What is limit of $\lim_{x\to\infty}((\frac{a^x+b^x}{2})^{1/x})$?

Question

How I can calculate limite of this equation?! It can be solved using a famous theorem but I forgot it, may someone help me to calculate and prove it or even remind me the theorem?

$$ \lim\limits_{x\to\infty}\left(\frac{a^x+b^x}{2}\right)^{\frac1x} $$

Thanks in advance.

Answer 1

We assume that $a\ge 0$ and $b\ge 0$ and write

$$\begin{align} \lim_{x \to \infty} \left(\frac{a^x+b^x}{2}\right)^{1/x} &=\,a\lim_{x \to \infty} \left(\frac{1+(b/a)^x}{2}\right)^{1/x} \end{align}$$

If $a=b$, then the limit is obviously equal to $a$.
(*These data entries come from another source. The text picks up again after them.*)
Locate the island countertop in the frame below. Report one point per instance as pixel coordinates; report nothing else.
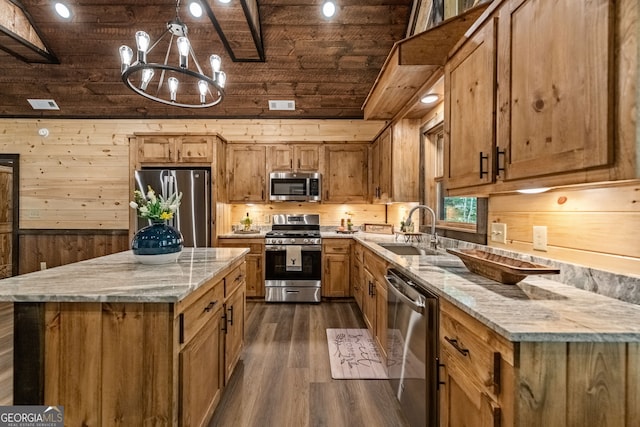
(536, 309)
(120, 278)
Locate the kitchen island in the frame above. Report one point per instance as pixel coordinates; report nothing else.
(121, 343)
(538, 353)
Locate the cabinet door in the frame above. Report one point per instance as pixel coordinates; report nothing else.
(156, 149)
(280, 158)
(247, 178)
(462, 404)
(346, 176)
(255, 276)
(335, 282)
(201, 377)
(469, 110)
(234, 339)
(369, 301)
(556, 86)
(195, 149)
(306, 158)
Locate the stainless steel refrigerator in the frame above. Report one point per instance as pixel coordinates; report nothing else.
(193, 215)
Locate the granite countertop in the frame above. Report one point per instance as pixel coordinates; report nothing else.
(536, 309)
(119, 278)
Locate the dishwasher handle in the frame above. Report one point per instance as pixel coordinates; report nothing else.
(417, 306)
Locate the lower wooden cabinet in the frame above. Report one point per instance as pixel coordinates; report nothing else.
(254, 261)
(202, 378)
(336, 254)
(234, 313)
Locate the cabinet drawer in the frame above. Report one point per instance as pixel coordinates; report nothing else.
(234, 279)
(336, 246)
(201, 311)
(473, 348)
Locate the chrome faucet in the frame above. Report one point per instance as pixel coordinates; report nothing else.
(434, 235)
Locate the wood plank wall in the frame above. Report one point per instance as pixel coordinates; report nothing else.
(6, 353)
(596, 227)
(78, 176)
(60, 247)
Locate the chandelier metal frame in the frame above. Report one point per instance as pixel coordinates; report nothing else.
(176, 29)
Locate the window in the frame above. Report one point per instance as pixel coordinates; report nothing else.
(461, 218)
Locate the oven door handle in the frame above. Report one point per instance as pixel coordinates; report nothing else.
(416, 306)
(303, 248)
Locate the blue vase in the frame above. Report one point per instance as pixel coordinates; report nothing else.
(157, 243)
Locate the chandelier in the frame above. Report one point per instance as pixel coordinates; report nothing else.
(170, 84)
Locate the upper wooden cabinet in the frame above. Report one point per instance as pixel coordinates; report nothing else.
(175, 148)
(345, 177)
(395, 163)
(469, 110)
(530, 97)
(295, 157)
(555, 86)
(246, 171)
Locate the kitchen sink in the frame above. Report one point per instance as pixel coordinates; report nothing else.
(407, 249)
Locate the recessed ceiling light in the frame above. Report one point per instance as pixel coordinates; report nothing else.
(430, 98)
(328, 9)
(195, 9)
(62, 10)
(533, 190)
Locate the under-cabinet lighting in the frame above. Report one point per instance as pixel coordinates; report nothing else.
(430, 98)
(62, 10)
(195, 9)
(533, 190)
(328, 9)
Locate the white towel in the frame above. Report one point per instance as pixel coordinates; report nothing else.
(294, 258)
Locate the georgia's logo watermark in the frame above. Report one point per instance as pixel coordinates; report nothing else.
(31, 416)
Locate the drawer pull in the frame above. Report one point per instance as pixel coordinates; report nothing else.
(230, 315)
(210, 306)
(454, 343)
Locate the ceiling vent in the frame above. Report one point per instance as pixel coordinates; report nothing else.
(43, 104)
(282, 105)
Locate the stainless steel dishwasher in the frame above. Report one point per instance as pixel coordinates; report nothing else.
(412, 339)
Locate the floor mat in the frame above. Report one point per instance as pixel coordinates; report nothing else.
(353, 355)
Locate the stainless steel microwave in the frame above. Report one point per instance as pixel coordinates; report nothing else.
(293, 186)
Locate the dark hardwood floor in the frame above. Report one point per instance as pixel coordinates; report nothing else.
(284, 377)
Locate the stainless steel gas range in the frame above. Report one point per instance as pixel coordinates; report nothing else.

Now, we assume without loss of generality that $a>b$. Then, it is easy to see that

$$\begin{align} \lim_{x \to \infty} \left(\frac{a^x+b^x}{2}\right)^{1/x} &=\,a\lim_{x \to \infty} \left(\frac{1+(b/a)^x}{2}\right)^{1/x}\\\\ &=a\lim_{x \to \infty} \exp\left(\log \left(\frac{1+(b/a)^x}{2}\right)^{1/x} \right)\\\\ &=a \exp\left(\lim_{x \to \infty} \frac1x \,\log \left(\frac{1+(b/a)^x}{2}\right) \right)\\\\ &=a \exp\left(\lim_{x \to \infty} \left(\frac1x\right) \times \lim_{x \to \infty} \log \left(\frac{1+(b/a)^x}{2}\right) \right)\\\\ &=a \exp\left(0 \times \log \left(\frac12\right) \right)\\\\ &=a \end{align}$$

Of course, one might have observed that inasmuch as (1) $b/a<1$, and (2) $y^{1/x} \to 1$ as $x \to \infty$ for $0<y<1$, then (3) $(b/a)^{x}$ approaches zero as $x \to \infty$ and thus (4) $(\frac{1+(b/a)^x}{2})^{1/x} \to 1$ as $x \to \infty$.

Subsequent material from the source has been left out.